Massena, Rus ordusunun takibini organize etmeye çalıştı. Ancak Panix'ten geçiş Bagration'ın güçlü birlikleri tarafından güvenilir bir şekilde kapatıldı. Glaris'te yedi bin kişilik bir Fransız müfrezesi Bagration'ın artçılarına saldırdı. Şiddetli bir süngü saldırısı Fransızları geri püskürttü. Bagration onları Glaris'e kadar takip etme emrini verdi - bu, çaresizlikten dişlerden koparılan bir zaferdi. Bagration'ın ne topçusu ne de mühimmatı vardı. Hızlı saldırı Fransızların şevkini yatıştırdı: Daha fazla takip girişimi olmadı.

Suvorov, çok zor bir durumda bile, asıl görevin birlikleri kurtarmak ve ölümcül tehlikeden kaçınmak olduğu zamanlarda, saldırı savaşına bağlı kaldı, birliklerini cesurca düşmana fırlattı ve hala süngü saldırısının "öfkesini" kullanıyor. Ve Alplerde Denis Davydov'un düşüncesi doğrulandı: “Rus ordusundaki her türlü savunma, daha da geri çekilme eylemini lanetledi ve üst üste kırk yıl boyunca, yani ilk savaş atışından hizmetinin son gününe kadar, o saldırganlıktan başka bir şey yapmadı.”

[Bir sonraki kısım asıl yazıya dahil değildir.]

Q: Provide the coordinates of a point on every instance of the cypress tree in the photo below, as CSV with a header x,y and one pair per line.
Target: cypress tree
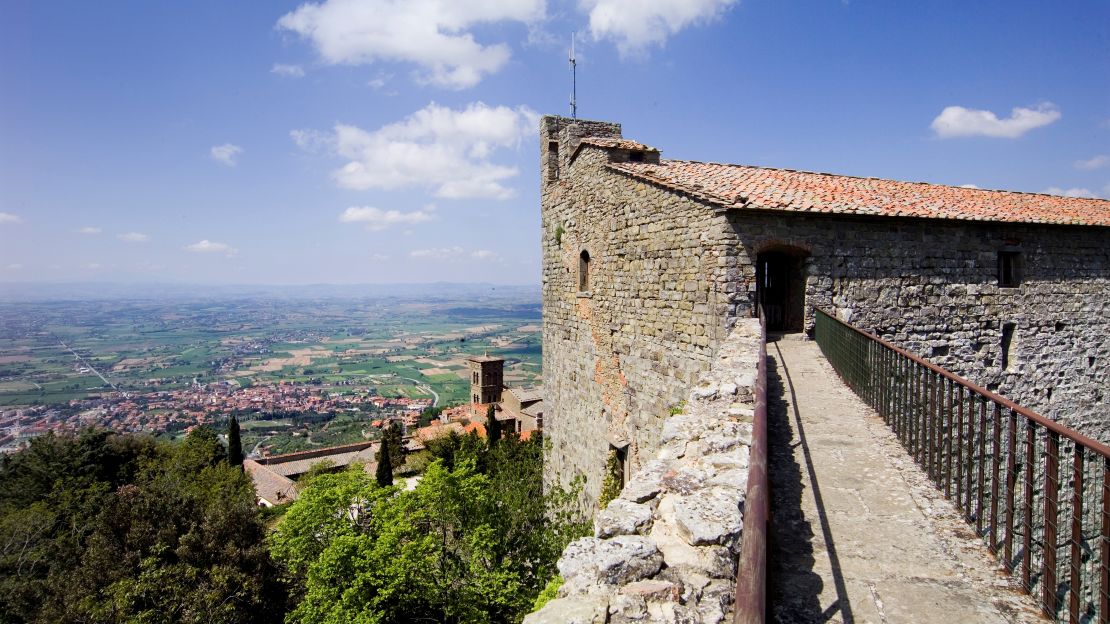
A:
x,y
384,473
493,428
394,439
234,444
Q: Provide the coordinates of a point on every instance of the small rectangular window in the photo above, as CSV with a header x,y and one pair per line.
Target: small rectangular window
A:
x,y
1008,330
1009,269
553,160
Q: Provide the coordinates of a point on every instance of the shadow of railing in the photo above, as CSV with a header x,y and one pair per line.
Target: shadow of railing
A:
x,y
794,586
1038,493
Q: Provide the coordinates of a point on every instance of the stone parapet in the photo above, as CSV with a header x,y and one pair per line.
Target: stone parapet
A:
x,y
666,549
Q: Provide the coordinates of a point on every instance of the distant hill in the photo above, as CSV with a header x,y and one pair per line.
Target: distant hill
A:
x,y
21,291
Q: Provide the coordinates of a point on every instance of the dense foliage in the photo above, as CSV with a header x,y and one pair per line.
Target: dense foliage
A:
x,y
475,541
107,527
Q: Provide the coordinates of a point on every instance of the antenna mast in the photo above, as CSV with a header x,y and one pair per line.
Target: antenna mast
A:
x,y
574,81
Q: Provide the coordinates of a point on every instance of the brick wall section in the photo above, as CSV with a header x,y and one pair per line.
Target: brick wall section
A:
x,y
670,273
931,287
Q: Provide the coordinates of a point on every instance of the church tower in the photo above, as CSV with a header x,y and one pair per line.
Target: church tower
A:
x,y
487,378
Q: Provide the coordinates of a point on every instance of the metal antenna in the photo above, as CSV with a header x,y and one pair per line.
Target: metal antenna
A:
x,y
574,81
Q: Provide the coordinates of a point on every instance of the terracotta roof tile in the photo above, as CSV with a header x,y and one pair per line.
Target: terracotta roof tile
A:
x,y
760,188
617,143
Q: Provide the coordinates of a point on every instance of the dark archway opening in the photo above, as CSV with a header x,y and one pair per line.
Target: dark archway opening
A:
x,y
781,289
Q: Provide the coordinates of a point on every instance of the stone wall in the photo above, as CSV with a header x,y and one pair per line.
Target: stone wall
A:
x,y
931,287
619,355
666,549
669,274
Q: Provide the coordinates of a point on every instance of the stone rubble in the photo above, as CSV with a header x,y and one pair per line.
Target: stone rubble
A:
x,y
666,549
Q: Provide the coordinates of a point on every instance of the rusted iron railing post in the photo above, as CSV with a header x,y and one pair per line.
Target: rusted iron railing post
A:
x,y
750,603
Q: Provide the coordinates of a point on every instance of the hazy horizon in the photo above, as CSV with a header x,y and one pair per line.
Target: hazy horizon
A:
x,y
365,142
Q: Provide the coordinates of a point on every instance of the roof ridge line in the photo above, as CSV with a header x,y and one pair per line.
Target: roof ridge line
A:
x,y
663,161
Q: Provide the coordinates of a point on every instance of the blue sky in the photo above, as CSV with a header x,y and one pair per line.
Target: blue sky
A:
x,y
395,141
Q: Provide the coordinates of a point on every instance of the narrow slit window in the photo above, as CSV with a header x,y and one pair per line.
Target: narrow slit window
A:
x,y
584,271
1009,269
1008,330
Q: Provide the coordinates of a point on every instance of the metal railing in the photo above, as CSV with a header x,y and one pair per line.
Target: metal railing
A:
x,y
750,605
1037,492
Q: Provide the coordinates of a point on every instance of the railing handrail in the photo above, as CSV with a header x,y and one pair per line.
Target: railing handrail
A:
x,y
1091,444
750,605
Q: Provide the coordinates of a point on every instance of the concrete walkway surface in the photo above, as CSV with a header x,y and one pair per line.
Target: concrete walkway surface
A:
x,y
858,533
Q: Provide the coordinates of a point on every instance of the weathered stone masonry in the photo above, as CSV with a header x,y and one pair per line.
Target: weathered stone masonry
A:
x,y
670,270
666,550
618,356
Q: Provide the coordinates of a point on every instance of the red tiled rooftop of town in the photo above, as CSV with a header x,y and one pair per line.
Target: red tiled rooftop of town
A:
x,y
760,188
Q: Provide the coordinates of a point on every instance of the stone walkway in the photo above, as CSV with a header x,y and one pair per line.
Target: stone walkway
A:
x,y
858,533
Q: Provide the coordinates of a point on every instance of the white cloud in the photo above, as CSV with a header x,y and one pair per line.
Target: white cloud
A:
x,y
958,121
637,24
1073,192
225,153
286,70
1092,163
311,140
434,34
377,220
381,81
210,247
445,150
439,253
133,238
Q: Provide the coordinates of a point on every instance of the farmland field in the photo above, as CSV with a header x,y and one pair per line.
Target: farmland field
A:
x,y
71,358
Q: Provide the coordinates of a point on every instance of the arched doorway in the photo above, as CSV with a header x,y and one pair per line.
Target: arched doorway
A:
x,y
781,288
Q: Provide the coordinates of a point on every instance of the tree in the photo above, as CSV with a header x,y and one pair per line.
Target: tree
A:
x,y
384,473
493,426
234,444
467,544
121,529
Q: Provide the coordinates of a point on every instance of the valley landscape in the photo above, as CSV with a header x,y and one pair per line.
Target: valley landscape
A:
x,y
300,369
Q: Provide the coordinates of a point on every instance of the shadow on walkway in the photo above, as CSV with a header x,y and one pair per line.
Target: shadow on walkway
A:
x,y
794,585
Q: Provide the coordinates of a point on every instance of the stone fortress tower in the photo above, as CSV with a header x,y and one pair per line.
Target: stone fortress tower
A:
x,y
487,380
648,262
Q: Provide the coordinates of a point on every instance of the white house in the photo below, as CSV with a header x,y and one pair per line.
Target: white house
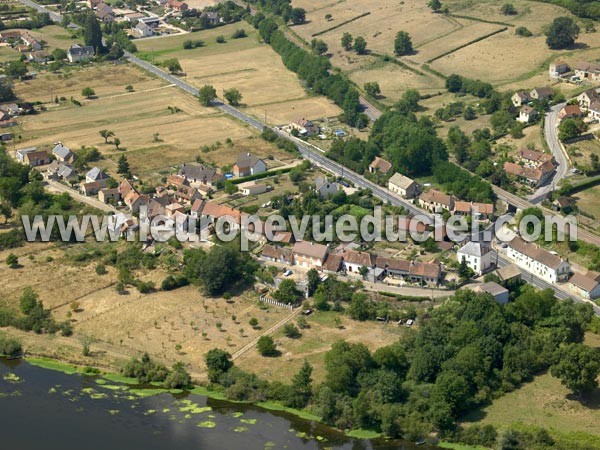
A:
x,y
477,255
535,260
403,186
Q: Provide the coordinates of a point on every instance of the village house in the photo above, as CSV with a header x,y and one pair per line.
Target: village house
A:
x,y
520,98
403,186
542,93
570,112
533,176
95,174
61,171
379,165
477,255
104,13
586,286
63,153
326,188
353,261
33,157
253,188
309,254
436,201
88,188
534,158
176,5
527,114
558,68
587,71
200,174
304,127
536,260
500,293
248,164
282,255
78,53
109,195
585,99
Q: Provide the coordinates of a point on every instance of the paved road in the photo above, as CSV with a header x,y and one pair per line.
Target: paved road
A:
x,y
562,170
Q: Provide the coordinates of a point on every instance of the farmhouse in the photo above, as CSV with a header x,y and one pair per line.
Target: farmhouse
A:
x,y
200,174
527,114
500,293
538,261
436,201
304,127
247,164
520,98
477,255
63,153
586,286
309,254
380,165
403,186
33,157
78,53
558,68
541,93
326,188
95,174
353,261
570,112
533,176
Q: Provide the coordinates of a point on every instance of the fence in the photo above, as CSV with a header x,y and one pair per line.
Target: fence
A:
x,y
266,299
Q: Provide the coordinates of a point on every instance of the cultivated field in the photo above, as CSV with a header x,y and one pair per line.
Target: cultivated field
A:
x,y
314,344
245,64
134,117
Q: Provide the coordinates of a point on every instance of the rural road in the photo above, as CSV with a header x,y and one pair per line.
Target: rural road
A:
x,y
562,170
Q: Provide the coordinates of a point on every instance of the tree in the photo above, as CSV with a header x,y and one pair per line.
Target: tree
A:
x,y
233,96
88,92
207,94
106,134
508,9
172,65
562,33
360,45
266,346
319,47
435,5
577,368
12,261
313,281
372,88
123,167
347,41
298,16
403,44
92,33
217,362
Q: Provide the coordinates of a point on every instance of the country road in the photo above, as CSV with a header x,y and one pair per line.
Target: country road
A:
x,y
562,170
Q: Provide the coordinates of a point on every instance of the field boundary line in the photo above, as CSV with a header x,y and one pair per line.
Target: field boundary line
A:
x,y
467,44
341,24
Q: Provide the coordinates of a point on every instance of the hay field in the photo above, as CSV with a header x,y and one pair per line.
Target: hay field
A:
x,y
314,343
245,64
134,118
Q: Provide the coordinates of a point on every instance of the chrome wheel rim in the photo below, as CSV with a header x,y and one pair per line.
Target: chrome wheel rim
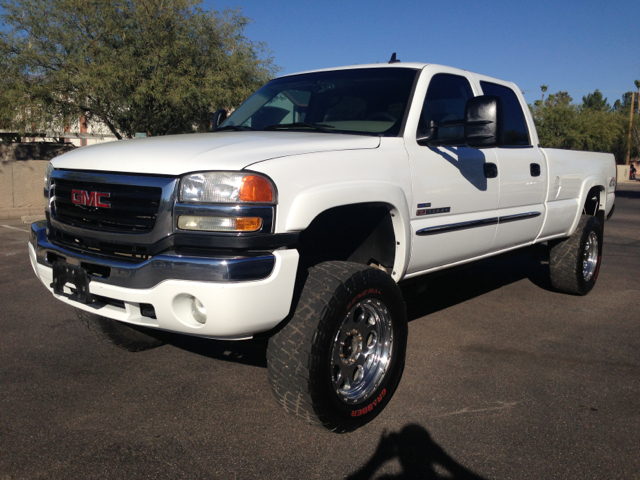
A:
x,y
361,351
590,257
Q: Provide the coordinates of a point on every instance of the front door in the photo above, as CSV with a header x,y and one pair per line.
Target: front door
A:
x,y
455,194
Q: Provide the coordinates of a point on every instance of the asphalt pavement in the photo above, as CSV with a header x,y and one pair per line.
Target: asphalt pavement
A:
x,y
504,379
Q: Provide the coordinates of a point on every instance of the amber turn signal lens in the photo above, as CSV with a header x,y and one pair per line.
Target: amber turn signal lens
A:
x,y
255,189
248,224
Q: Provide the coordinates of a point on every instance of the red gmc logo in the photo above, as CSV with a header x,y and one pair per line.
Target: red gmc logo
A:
x,y
90,199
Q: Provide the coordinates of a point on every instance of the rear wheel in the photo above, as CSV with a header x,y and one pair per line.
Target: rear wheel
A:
x,y
574,263
340,358
128,337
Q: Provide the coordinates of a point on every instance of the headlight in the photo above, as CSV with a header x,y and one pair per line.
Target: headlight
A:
x,y
47,176
227,187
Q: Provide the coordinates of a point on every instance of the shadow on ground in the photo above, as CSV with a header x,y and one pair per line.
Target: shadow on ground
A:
x,y
419,457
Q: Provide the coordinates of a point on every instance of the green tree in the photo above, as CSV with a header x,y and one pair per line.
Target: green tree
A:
x,y
624,105
595,101
152,66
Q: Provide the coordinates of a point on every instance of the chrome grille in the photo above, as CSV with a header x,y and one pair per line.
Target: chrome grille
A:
x,y
133,208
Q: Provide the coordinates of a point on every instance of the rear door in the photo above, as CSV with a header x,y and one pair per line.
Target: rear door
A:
x,y
522,173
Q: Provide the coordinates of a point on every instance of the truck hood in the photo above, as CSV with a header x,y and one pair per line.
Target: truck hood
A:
x,y
179,154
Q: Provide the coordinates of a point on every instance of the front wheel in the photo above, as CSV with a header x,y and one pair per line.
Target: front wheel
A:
x,y
339,360
574,263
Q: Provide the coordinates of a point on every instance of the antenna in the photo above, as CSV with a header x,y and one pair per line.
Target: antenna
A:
x,y
393,58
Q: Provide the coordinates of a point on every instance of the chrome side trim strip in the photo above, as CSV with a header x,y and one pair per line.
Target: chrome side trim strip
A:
x,y
519,216
167,266
454,227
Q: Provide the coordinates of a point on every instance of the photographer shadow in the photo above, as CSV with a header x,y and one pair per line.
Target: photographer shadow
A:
x,y
419,456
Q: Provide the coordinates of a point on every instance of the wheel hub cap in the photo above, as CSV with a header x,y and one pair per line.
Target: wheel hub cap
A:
x,y
361,351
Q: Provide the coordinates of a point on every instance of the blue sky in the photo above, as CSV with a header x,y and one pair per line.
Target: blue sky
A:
x,y
576,46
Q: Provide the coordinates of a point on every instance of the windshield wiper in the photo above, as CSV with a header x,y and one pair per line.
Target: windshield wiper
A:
x,y
237,128
320,127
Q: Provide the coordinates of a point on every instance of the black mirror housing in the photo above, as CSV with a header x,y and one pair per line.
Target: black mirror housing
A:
x,y
219,117
484,122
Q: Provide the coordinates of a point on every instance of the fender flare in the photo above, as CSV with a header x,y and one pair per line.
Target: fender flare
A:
x,y
312,202
587,184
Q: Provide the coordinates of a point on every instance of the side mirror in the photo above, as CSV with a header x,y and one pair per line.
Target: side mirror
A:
x,y
219,117
484,122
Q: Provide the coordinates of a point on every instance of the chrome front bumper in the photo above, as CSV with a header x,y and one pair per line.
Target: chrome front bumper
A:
x,y
167,266
242,295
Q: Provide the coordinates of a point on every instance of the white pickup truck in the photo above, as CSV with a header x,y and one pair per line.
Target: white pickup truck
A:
x,y
299,214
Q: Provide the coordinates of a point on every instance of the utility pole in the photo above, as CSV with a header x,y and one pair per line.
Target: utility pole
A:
x,y
633,102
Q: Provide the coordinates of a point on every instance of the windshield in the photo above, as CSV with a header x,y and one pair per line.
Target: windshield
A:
x,y
370,101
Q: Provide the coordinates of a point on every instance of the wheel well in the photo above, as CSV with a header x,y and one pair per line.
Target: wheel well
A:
x,y
361,233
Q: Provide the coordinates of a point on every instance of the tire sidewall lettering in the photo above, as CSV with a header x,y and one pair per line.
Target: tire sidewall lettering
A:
x,y
370,291
369,408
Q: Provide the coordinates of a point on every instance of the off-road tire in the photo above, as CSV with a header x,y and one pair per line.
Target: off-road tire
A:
x,y
131,338
300,356
566,259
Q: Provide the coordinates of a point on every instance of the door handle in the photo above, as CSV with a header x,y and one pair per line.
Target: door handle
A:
x,y
490,170
534,168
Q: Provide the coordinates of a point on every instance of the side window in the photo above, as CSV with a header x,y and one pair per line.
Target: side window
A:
x,y
515,126
446,99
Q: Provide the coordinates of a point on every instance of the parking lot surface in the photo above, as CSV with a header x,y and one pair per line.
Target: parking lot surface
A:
x,y
504,379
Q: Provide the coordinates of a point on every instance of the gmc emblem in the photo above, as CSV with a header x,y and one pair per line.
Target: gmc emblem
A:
x,y
90,199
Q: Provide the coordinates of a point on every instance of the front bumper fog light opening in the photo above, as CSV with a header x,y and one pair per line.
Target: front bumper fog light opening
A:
x,y
198,312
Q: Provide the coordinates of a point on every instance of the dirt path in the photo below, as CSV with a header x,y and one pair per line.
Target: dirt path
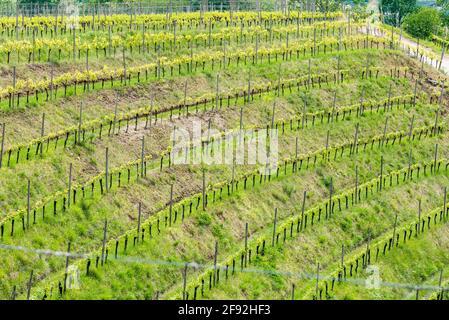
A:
x,y
373,6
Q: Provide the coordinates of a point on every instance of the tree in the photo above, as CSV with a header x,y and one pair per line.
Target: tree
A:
x,y
443,4
423,23
394,11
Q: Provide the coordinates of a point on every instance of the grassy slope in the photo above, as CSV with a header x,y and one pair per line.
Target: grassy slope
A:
x,y
225,222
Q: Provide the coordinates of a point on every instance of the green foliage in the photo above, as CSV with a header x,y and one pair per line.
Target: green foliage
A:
x,y
394,11
423,23
204,219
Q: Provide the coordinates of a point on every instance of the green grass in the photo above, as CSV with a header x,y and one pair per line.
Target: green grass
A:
x,y
223,221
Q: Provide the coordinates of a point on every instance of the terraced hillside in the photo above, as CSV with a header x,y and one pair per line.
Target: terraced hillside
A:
x,y
97,200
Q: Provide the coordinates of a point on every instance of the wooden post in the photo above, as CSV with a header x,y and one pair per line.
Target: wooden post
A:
x,y
216,92
204,189
279,80
381,172
342,255
310,75
443,49
107,169
385,130
317,280
435,158
414,93
42,132
296,148
444,201
80,123
142,158
2,144
171,204
334,102
233,174
419,216
394,227
303,209
184,275
51,81
74,42
69,192
109,41
139,217
356,137
29,285
174,34
28,203
66,267
410,133
274,226
389,97
331,191
246,243
248,96
14,80
356,184
215,263
103,248
115,114
293,291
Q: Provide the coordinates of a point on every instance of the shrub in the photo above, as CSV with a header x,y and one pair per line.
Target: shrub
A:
x,y
423,23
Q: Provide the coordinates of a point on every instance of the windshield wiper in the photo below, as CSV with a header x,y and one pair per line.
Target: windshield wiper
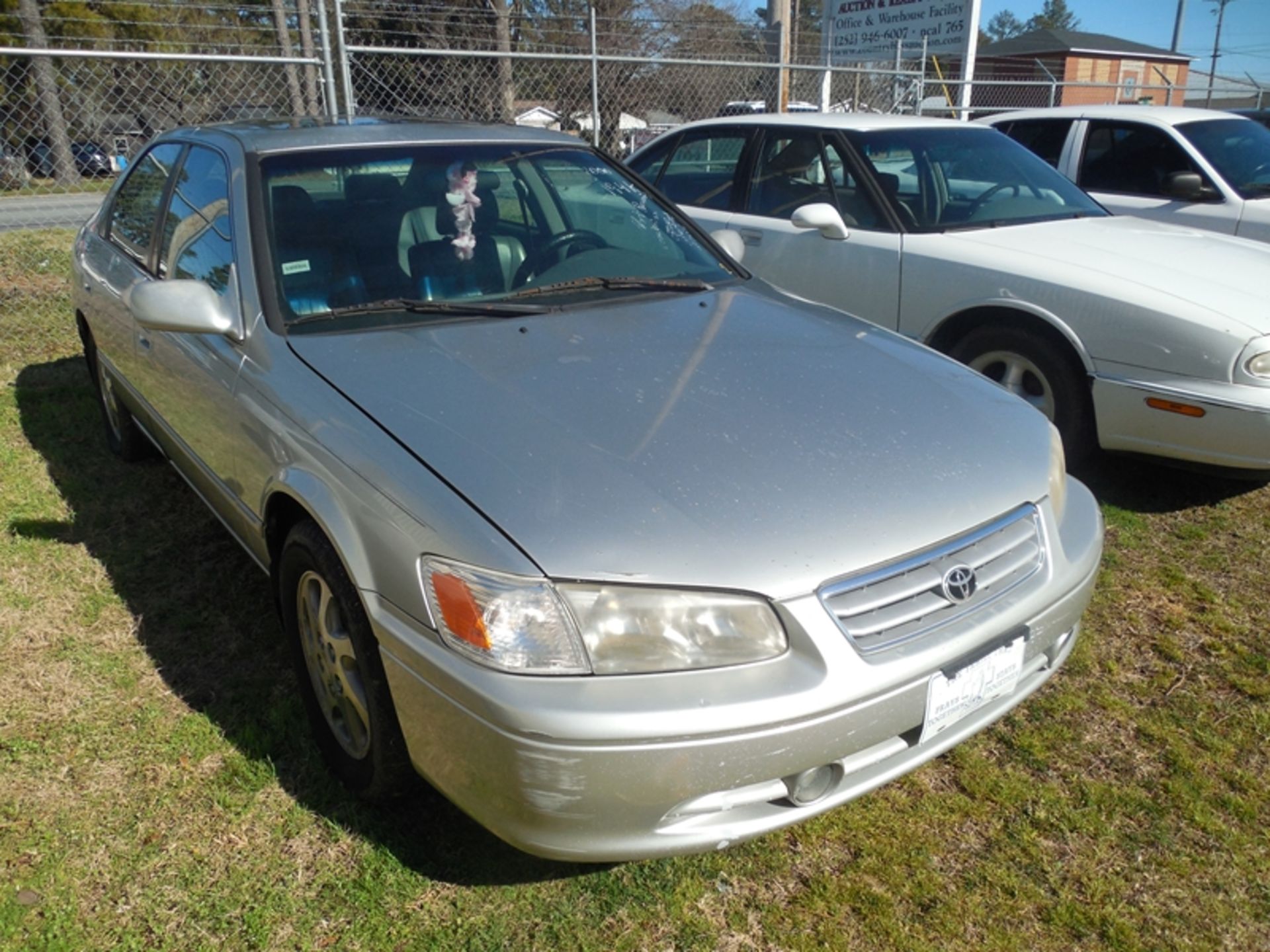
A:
x,y
459,309
677,285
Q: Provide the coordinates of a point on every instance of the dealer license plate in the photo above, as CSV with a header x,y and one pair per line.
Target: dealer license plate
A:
x,y
949,699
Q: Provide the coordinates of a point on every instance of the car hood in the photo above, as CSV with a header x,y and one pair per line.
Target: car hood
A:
x,y
1212,272
730,440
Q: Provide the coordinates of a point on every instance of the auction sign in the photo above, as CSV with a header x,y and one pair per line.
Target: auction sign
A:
x,y
869,31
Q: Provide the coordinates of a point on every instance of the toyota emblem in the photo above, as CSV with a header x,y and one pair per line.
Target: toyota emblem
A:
x,y
959,583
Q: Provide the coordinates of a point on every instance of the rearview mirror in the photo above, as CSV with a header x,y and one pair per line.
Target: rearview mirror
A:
x,y
1189,187
730,241
185,306
824,218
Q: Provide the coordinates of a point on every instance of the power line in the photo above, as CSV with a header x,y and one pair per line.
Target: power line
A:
x,y
1217,42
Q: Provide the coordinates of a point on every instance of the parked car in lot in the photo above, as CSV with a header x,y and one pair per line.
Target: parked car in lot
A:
x,y
1127,333
625,551
1188,167
89,159
1261,116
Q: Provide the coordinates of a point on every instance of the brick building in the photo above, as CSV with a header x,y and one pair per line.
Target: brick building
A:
x,y
1119,70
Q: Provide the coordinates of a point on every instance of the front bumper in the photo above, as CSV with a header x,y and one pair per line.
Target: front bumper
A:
x,y
600,787
1232,432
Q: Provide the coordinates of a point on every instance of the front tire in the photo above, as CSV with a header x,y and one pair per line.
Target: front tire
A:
x,y
1039,371
338,668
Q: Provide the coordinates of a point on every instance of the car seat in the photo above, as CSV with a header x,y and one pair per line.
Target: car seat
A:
x,y
435,267
317,273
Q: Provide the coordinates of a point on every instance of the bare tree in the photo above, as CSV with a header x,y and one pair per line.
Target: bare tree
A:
x,y
309,52
280,24
46,95
503,38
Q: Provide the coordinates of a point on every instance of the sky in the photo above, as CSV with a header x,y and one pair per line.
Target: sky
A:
x,y
1245,30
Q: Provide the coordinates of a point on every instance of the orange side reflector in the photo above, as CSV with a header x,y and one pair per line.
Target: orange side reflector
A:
x,y
1175,408
460,611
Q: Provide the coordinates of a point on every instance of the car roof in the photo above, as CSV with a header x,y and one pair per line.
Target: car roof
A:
x,y
265,136
1152,114
835,121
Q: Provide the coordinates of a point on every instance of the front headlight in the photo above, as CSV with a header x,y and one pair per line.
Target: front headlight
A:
x,y
1253,366
1259,365
1057,474
502,621
530,626
629,629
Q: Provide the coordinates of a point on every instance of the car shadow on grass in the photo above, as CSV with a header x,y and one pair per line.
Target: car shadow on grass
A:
x,y
1144,485
205,615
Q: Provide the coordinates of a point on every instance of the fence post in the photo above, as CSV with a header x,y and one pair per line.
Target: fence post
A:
x,y
1053,81
894,79
921,79
346,75
328,73
595,85
781,73
1169,87
827,80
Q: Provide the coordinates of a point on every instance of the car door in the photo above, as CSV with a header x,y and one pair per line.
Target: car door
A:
x,y
860,274
700,172
189,380
1126,167
118,255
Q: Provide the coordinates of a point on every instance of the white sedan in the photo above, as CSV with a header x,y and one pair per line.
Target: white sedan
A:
x,y
1128,334
1203,168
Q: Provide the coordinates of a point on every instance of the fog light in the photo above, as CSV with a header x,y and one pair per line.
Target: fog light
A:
x,y
812,785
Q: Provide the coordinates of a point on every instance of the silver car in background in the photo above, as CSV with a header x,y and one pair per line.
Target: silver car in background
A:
x,y
622,550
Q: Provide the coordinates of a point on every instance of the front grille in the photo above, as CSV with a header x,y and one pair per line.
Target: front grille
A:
x,y
904,601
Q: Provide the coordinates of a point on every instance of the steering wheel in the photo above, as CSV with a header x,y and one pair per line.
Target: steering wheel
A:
x,y
982,200
1259,171
556,247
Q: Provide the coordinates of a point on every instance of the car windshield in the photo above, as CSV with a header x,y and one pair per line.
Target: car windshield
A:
x,y
468,230
1238,149
945,178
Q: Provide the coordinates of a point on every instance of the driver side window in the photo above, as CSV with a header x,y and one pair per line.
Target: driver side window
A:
x,y
196,234
1130,159
790,173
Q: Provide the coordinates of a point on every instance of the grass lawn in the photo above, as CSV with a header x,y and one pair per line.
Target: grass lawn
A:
x,y
158,787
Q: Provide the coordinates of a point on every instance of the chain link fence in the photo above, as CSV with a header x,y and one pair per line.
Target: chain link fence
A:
x,y
616,80
83,87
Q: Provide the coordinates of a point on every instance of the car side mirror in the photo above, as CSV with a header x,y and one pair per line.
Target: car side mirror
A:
x,y
824,218
185,306
1189,187
730,241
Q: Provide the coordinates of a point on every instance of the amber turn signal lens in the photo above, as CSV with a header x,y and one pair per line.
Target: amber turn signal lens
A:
x,y
1175,408
460,611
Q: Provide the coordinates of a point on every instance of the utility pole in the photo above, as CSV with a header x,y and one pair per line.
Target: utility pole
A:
x,y
1177,26
1217,44
784,9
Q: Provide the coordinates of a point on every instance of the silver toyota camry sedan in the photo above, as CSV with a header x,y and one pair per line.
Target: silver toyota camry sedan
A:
x,y
622,550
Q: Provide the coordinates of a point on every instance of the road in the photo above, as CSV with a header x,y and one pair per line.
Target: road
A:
x,y
48,211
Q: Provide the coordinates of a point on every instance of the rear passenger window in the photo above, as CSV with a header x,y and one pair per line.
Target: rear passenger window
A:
x,y
701,171
648,164
1130,159
1046,138
136,206
197,226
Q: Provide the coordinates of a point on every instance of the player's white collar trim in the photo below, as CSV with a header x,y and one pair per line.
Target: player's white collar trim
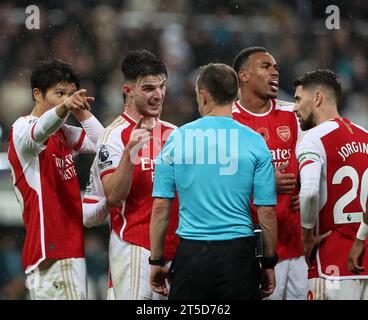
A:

Öncü olarak Miloradovich'in müfrezesi Ringenkopf (Panix) sırtı boyunca dar bir yol boyunca ilerledi, yavaşça takip etti - hiçbir şekilde alışılagelmiş askerin adımlarıyla değil - birimlerin geri kalanı yürüdü, ardından neşeli bir görünüm sergileyen Suvorov izledi. askerler. Düşmanla uğraşan Bagration'ın artçı muhafızı ordunun peşinden yürüdü. 24 Eylül'de bütün gün yürüdük. Ayın 25'i gecesi Suvorov, kısa bir huzursuz dinlenme için ana güçlerini Elm köyüne konumlandırdı. Ordu, ayın 25'inde son insanlık dışı sınavları karşılamak için sabah saat 2'de yürüyüşüne devam etti.

Sırtın tepelerinden iniş, son geçişin ve bir başka korkunç sınavın doruk noktasıydı. Son atlar ve katırlar ölüyordu. İnsanların atlardan daha güçlü, metalden daha güçlü olduğu ortaya çıktı.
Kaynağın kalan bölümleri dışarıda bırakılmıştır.